Wednesday, March 30, 2016

Big Dada

If you mistyped and where searching for "big data," try this other post. Here we are on 5 February 1916 in the Cabaret Voltaire on the Spiegelgasse, just a few steps from the apartment where Lenin was living in exile and not far from where I lived for a couple of years under a gaslight.

Cabaret Voltaire

Dada represents the total doubt about everything, the absolute individualism and the destruction of ideals and norms hitherto cast in concrete. For example, in Hugo Ball's Lautgedichte (sound poetry) the utterances are decoupled from semantics. This is how a century later naive users misuse Internet search engines and then wonder their queries just return millions of dada, much to the chagrin of the computational linguists trying to design semantic search engines. This is dada. No, it is a trigram. Can a second order Markov model help? Not for this trigram: Google Books thinks, it does not exist. Coming up with a new sentence is so dada.

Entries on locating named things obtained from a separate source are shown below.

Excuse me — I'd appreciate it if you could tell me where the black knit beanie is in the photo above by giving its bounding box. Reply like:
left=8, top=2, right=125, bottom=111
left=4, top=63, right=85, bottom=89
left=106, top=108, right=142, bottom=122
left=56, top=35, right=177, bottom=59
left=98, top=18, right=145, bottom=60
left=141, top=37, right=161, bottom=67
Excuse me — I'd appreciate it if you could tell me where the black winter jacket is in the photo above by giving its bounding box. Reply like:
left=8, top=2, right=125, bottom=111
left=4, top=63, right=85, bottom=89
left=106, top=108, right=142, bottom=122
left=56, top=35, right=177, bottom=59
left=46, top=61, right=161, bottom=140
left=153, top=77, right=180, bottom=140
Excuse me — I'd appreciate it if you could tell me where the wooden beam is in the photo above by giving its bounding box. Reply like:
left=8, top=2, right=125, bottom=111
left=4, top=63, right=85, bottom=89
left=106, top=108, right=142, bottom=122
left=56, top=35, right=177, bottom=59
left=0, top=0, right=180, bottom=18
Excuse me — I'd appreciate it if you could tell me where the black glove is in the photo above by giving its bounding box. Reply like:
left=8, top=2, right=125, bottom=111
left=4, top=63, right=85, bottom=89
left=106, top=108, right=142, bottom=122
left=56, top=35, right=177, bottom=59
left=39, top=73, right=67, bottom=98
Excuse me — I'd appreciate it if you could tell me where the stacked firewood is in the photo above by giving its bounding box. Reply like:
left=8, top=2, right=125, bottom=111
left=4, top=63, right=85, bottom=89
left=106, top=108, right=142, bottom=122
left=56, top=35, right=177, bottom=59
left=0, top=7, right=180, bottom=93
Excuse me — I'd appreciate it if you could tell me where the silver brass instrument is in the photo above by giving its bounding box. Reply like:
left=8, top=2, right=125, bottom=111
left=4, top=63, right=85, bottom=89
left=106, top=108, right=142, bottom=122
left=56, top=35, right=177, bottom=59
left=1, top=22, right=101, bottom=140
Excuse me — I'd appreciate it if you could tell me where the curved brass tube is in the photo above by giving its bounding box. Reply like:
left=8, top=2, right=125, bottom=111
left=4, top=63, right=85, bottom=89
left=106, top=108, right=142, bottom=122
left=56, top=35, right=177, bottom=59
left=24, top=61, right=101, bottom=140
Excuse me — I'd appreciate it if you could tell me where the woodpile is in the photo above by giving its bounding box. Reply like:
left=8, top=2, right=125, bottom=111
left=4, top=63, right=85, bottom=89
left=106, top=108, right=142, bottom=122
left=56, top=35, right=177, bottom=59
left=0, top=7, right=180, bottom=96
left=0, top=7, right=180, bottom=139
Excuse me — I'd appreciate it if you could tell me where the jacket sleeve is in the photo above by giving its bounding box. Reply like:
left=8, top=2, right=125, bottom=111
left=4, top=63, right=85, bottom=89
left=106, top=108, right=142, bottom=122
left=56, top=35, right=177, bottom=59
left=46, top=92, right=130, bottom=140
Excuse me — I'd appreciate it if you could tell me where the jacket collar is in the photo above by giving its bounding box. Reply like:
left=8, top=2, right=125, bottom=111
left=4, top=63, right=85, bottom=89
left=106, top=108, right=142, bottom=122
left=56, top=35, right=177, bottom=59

The dadaists were displeased with science, which they judged to be elitist and far from any comprehensibility and sensuality. Maybe they were not completely right, considering what was happening in theoretical physics around that time. But certainly, today science is more dada, when fresh laureates dance their Ph.D. You can win a trip to Stanford and visit me, just a few steps away, under an LED lamppost.